Okay, okay, my commentary got a little out of hand while I was watching the show, so my Mom told me that I had to be quiet. I can’t hold it in any longer so I am writing my own American Idol recap, just like my hero, Jaded Journalist.
I would like to start by saying that, overall the boys this season are by far better then the girls. By this I mean I could stand listening to the boys whereas some of the girls…well…that’s another recap.
As always the first person we see is Ryan Seacrest, but what the land is that on his shirt? To me it looked like some kind of family crest, the Seacrest Crest or Sea-Crest as the case may be. Now lets introduce the judges. Randy Jackson, who just fell out of a Lands End catalogue, Paula who always looks fashionable and Simon, who always looks the same. Next onto the male finalists. A little too much jewelry for me…but they are Italian so, ya.
The first one to sing or give an impression of Stevie Wonder tonight is Nikko Smith. I didn’t think he did all that great, so it’s a good thing he was first. The judges bashed him, not even knowing that they were in for several more ballads that night, and by several, I mean ten.
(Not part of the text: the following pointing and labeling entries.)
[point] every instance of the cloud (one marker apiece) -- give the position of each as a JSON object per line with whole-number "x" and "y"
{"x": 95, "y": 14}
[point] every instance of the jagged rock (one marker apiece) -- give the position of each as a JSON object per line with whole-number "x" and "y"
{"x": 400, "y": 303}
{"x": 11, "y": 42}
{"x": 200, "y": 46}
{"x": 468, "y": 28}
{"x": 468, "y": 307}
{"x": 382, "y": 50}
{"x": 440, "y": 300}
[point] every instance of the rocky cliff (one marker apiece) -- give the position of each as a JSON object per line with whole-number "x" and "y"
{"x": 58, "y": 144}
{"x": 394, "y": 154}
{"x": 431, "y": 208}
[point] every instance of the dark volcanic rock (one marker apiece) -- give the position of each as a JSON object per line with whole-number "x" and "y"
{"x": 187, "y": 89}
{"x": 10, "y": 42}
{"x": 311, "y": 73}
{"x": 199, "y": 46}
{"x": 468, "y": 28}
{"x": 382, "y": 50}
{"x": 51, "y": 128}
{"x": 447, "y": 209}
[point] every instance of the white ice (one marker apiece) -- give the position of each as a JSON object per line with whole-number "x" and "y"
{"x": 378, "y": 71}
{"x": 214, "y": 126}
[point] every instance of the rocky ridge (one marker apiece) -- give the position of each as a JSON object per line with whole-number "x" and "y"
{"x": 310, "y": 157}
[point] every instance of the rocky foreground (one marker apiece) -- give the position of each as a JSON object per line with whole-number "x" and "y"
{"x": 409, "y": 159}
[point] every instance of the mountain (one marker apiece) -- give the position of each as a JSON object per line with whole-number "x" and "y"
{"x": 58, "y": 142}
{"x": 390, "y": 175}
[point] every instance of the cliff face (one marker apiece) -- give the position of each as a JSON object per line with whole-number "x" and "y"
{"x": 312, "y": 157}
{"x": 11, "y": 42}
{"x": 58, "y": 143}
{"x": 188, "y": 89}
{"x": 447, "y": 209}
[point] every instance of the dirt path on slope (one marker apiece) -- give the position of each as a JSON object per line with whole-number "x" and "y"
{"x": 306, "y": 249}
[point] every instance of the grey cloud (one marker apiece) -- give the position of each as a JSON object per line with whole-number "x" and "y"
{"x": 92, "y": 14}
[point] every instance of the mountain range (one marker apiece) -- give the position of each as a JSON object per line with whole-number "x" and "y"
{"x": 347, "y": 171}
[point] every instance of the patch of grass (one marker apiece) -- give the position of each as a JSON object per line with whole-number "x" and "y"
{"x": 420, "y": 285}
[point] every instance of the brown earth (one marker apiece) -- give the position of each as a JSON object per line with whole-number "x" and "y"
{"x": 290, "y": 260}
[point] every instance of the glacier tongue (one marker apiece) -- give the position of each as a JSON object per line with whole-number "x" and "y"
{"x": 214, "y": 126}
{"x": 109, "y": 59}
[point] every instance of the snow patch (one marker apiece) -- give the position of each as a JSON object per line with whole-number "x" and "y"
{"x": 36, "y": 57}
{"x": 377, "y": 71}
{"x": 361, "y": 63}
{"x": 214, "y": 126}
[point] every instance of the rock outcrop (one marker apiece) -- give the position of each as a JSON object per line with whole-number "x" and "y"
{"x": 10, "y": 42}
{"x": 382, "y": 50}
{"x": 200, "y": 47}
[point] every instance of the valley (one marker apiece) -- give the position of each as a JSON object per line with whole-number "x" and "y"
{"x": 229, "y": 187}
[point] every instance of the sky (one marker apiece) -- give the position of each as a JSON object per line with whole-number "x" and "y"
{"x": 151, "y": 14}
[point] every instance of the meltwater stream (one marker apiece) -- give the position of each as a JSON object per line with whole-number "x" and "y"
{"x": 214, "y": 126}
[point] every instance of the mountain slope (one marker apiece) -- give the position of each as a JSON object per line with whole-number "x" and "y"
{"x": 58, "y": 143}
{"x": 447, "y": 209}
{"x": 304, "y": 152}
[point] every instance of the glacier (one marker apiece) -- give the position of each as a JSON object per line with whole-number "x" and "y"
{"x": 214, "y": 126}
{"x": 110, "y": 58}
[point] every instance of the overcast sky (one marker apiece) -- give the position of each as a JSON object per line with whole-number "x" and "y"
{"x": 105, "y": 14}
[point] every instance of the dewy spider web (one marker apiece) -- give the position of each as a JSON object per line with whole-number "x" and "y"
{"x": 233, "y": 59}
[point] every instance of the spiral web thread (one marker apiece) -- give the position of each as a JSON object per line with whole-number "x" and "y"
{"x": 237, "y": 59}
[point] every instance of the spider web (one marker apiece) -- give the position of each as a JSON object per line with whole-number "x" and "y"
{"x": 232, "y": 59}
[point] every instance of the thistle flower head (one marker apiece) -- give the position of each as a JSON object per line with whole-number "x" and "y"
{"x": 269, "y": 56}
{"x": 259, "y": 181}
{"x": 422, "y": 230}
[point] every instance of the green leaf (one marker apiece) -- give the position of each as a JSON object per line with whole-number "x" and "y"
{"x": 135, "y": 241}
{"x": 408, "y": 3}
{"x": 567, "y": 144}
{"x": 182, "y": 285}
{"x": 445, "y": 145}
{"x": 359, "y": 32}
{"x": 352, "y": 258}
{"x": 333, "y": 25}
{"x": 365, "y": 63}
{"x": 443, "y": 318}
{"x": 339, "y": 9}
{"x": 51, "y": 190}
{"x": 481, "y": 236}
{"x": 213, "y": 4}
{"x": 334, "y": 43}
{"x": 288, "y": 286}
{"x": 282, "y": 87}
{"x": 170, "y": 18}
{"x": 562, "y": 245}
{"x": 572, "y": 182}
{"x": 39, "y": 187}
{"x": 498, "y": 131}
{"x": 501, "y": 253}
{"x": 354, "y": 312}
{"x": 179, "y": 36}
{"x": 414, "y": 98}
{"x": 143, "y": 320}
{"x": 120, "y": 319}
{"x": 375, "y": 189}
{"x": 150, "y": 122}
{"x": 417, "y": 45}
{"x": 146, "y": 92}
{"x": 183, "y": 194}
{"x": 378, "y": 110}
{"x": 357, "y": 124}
Here is Scott Savol. He can sing...another ballad. The judges don’t like it. Who compiles the list of songs that these poor boys are choosing from anyway? How do we know that they didn’t choose the most upbeat songs? At any rate it would help if he grew out his hair a little bit. Something’s better than nothing, and the beard ain’t cuttin’ it.
It’s time for the adorable Anthony Fedorov. Sure, he may not be hot, but he is cute. He sooths the audience with his gentle voice and clear lyrics, but only stings the judge’s nerves. How can you be hard on a guy like Anthony?
Now let’s give it up for my least favorite, Bo Bice. Not only does he look like someone they took off the street…but he sounds and acts like one too. Not all rockers sing like they just had their vocal cords cut out, but the judges love him anyway. I guess I just don’t know music.
Hmmm…Travis Tucker. He sings really good. My bets are on him for not getting in the bottom two, but the judges aren’t happy, once again. Maybe it’s opposite day, who knows in Hollywood.
If we must have a rocker in the competition then let’s have it be Constantine Maroulis. He knows that in this area of the competition you need charisma. While he struggles with the microphone at some points he seems to hit enough notes to put him in my top three…not that I know who my top three is, but what the hey.
Okay, David Brown. Obviously he had a forgettable performance because I have no clue what his performance was like…probably a ballad but you never know.
Jarred Yates is pretty cute, despite his picture on www.idolonfox.com. I think JPL proved that nobody has a good picture on the site. You know, he sang pretty well and he reminded me of a boy I danced with one time, almost like an older version on the same boy…hmmmm.
Now mon, it be time fo Anwar Robinson. I know I shouldn’t cut jibs about the way people look, but come on? You’d think this was Caribbean Idol.
Let’s get to Judd Harris already. Now he has got some moves. Obviously he watched last season’s Wild Card show. *sigh* Anyway he had one of the most upbeat songs during the whole show. In fact, it scared me at first until I remembered that they really do make songs that are faster then your grandma.
Joseph is another one that I don’t remember all that well. If I wasn’t a lazy foo’ I would just go watch his song on my PVR again, but we can’t all be like you.
This leaves us with Mario Vazquez. He is pretty cute, but my Mom thinks exactly the same thing so maybe I’ll back off a bit. I mean, what if he’s bald? Has anyone seen him without a hat…not me. At least he does a good job and shakes things up by not doing a slow song. How touching.
Well that’s enough from me. Not that you will see an end to my ridicules. Bwahahaha!